I've tried to lose weight my entire life and it hasn't worked, so instead of changing my body I’m working on changing my mind. Every time I look in a mirror I compliment myself, I don’t criticise the appearance or clothes of other people, and I’ve started to dress in clothes I like instead of clothes that hide me. Since I started thinking like this my health (mentally and physically) has improved beyond belief.

I still do things like dye my hair and wear make-up but now I do it for the fun of it, not to make myself look younger or thinner. My body is intrinsic to my sense of who I am, and the only person who gets to dictate what I look like is me.

Saturday 12 October 2013

Getting back to blogging

Yeah, I know, it's been four months since I last blogged on here. I'm a bad blogger, and you have my heartfelt apologies (all two or three of you).

I do however have a good excuse. It's because I've actually been doing things. Like, real things involving going out and everything! I know, I'm as shocked as you are. In my last post I mentioned that I was dealing with an organisation called Enabling Independence, but I've now been discharged from that service (and I'm missing the lovely Molly dreadfully!) because they felt I was doing so well. I'm now a lead volunteer at my local library, and I'm in charge of the library at Jack's school (on a volunteer basis, but believe me, I'd love to do this as a paid job). Oh, and I'm also thinking about being able to go back to work! That's been the biggest change, that I can think about working and not feel my heart racing and my lungs clamp shut from fear. Unfortunately what I'd love to do is work in a library, but I'm sure no-one needs reminding about the state of library funding these days. I'm not quite there yet, but I'm a lot closer than I was six months ago.

Somewhere I seem to have picked up some self-esteem too. I've looked in the mirror a couple of times lately and thought "Wow, I look really cute today.". It's a major difference for me. A couple of months ago I couldn't even accept a compliment without thinking that the complimenter was lying, and now I'm actually complimenting myself. When it happens I just want to cry with gratitude. I'm planning on writing a separate post about self image and body positivity though, so I'll expand on this a bit more there.

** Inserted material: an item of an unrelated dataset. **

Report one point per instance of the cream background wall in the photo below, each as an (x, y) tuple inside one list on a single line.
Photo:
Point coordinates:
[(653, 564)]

I have still had the odd bad day, it isn't all sunshine and kittens, especially now that it's October and bloody miserable (seriously, I'm starting to forget that the world has a colour other than grey). So while I am still having bad days they are far fewer in number and intensity, and I'm able to deal with them a lot better thanks to the CBT. When I do have bad days I make an effort to not beat myself up about it too much. I was feeling pretty crappy a couple of days ago so I posted a list I wrote of things to remember when I feel depressed.

I promise I'll try and blog a bit more regularly from now on!

Monday 17 June 2013

Getting Better

Back in March I wrote a post about anxiety and seeing a new psychiatrist, and I wasn't particularly charitable about the psychiatrist. I was annoyed and scared that he was trying to get me to do stuff and I didn't want to do it.

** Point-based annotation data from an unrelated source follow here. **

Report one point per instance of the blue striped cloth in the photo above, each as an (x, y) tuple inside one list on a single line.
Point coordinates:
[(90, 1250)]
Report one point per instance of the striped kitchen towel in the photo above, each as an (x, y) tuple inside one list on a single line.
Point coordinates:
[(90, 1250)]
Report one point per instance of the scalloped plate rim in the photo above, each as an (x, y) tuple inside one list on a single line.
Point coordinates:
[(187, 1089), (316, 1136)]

It's now three months later, and I owe him an apology; for the first time in at least 8 years I feel hopeful that I'm going to recover. He referred me to a service called Enabling Independence and I was terrified that they were going to try to make me jump straight into looking for a job or something, but of course they didn't. I'm seeing a lovely woman called Molly every two weeks, and in the couple of months we've been meeting I've started to think about what I want to do with my future, something that seemed like a ridiculous thing to do back in March, and I've started volunteering at my local library for a couple of hours every two weeks, something that felt impossible not very long ago. I've started an online CBT course with a therapist as well which I'm also finding incredibly helpful.

It might be the medication, it might just be the right time for this, but something has changed. I feel more able to do these things than I did a couple of months ago. I know I've got a long way to go yet, and I'm bound to have set-backs, but I'm so thankful that things have started to improve.